# Block Insurance



## Vicki Tee (4 Nov 2011)

We used to have an estate agent employed to manage our block of houses/apartments until one of the residents decided she could do a better job. I had some alterations done on my house so I went to her to check if these would be covered under the block policy, she told me that only the common areas were covered and my house was not covered AT ALLl. I got insurance straight away. It is now due for renewal, but as it went up quite a bit I checked with the other insurance company to see what exactly the block policy covered and I was told the rebuilding of the entire block was covered so I didn't need the additional insurance. I now don't trust this woman with something as important as the insurance of my home and I have been unable so far to get a copy of the ploicy from her. What usually happens in these cases, do all the residents get copies? How will I know if she forgets to renew it? Would an estate agent have professional indemnity to cover something like that?


----------



## ontour (4 Nov 2011)

Vicki Tee said:


> What usually happens in these cases, do all the residents get copies? How will I know if she forgets to renew it? Would an estate agent have professional indemnity to cover something like that?



I have not seen that every member would get a copy of the policy but given the confusion, requesting a copy is perfectly reasonable.  There is no reason not to share it with you.



Vicki Tee said:


> Would  an estate agent have professional indemnity to cover something like  that?



Not sure where an estate agent fits in to your scenario?  DO you mean management agent?  It is the responsibility of the directors to ensure that there is insurance in place.

You refer to a house rather than an apartment or duplex.  Buildings insurance can vary based on type of unit where there are developments with apartments and houses.  It may be the case that you own the structure of your house but the management company owns the structure of the apartment blocks.


----------



## DianeC401 (4 Nov 2011)

Hi Vicki,

From my experience, it is not usual for the insurance policy schedule to be sent to Members of the Owners Management Company (OMC) but in our OMC we do have it available for members to see should they request it, and I don’t see why your neighbour has not given you this information.

You could try asking the insurance company directly for a copy? Although the policy is in the OMC’s name, as a member of the company they should be able to furnish you with this.

With regard to renewal and being sure this has been done, there should be an annual AGM at which you can ask questions and query the services provided. In addition annual audited accounts should be circulated to all members which outline costs (including insurance). 

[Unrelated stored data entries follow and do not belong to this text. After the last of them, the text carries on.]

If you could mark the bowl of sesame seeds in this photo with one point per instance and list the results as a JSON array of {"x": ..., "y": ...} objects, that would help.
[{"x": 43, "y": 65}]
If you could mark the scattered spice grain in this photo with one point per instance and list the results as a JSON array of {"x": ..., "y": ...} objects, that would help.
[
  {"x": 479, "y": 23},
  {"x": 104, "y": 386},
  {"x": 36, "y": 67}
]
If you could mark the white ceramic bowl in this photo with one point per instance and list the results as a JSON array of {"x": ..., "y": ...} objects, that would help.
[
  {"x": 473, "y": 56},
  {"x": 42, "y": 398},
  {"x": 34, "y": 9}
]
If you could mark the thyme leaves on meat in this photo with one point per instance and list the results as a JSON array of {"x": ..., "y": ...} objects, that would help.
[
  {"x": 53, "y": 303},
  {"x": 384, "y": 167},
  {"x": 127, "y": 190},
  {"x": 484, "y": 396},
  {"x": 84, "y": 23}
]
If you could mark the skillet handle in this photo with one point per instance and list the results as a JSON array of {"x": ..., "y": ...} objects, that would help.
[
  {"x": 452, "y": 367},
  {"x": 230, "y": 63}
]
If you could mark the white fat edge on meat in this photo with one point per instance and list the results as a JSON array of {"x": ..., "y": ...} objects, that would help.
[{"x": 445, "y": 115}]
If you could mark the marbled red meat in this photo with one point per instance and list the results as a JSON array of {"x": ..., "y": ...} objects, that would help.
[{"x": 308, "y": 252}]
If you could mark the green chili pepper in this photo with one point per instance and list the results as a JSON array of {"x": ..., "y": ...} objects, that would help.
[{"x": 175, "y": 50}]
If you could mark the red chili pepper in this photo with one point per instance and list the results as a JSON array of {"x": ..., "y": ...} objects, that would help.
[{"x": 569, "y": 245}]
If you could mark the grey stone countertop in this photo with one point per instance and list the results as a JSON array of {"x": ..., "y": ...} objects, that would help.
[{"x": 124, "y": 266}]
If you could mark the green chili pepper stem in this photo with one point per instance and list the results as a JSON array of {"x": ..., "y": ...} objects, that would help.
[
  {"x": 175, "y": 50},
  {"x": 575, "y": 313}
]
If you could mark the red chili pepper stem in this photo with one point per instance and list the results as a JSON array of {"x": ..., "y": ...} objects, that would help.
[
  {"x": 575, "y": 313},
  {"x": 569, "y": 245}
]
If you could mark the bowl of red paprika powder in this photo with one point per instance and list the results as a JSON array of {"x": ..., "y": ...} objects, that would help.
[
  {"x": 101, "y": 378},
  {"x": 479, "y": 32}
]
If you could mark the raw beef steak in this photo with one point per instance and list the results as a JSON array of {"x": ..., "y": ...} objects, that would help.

Under new MUD legislation, the members of the OMC (ie: you and your neighbours) have to sign off on the budget for the coming year so again, insurance should be noted as part of this. 

Insurance is one of the most important (and expensive) services that the OMC provides for it's members and it would be a very serious issue if this was not paid for.  One of the conditions of your mortgage (if you have one) is that the property is properly insured so you have a very valid reason for clarifying this.

Estate Management companies can only provide services as directed by the Board of the OMC.  It’s the OMC who are responsible for ensuring that services are paid for and provided. The Estate Management Company are employed by them to do the day-to-day admin. 

If you feel that the development would better run by an Estate Management Company (and there are pros and cons to this, depending on the size of the development) you need to bring it up with the Directors of the OMC or at the AGM. Incidentally it’s likely that your neighbour is also a Director of the OMC. However there have to be at least two Directors on the Board so your neighbour should not be operating alone. Have you tried contacting the other Directors for clarification on the insurance?

One final point; if your neighbour is doing all this extra work on a voluntary, unpaid basis you may be as well to handle this diplomatically. She may feel that she is doing the best she can, working hard for everyone and trying to save you money under difficult circumstances.


----------



## Vicki Tee (4 Nov 2011)

Thanks for all that info Diane.  The insurance company won't give me a copy of the policy but after a bit of persistance with them they rang her and she is now going to. She is not doing it on a voluntary basis and that's a whole other can of worms.


----------



## lantus (7 Nov 2011)

A private house is typically insured by the owner direct with an insurance company. If you have a mortgage then you should been directed to obtain this as a condition of purchase.

A block of flats or apartments usually has block insurance. Only the managment company can obtain this typically.

Common areas can refer to paths greens and other areas around an estate as well as corridors and common access routes in apartments. grass and paths are covered by liability insurance rather than insurance to replace.


----------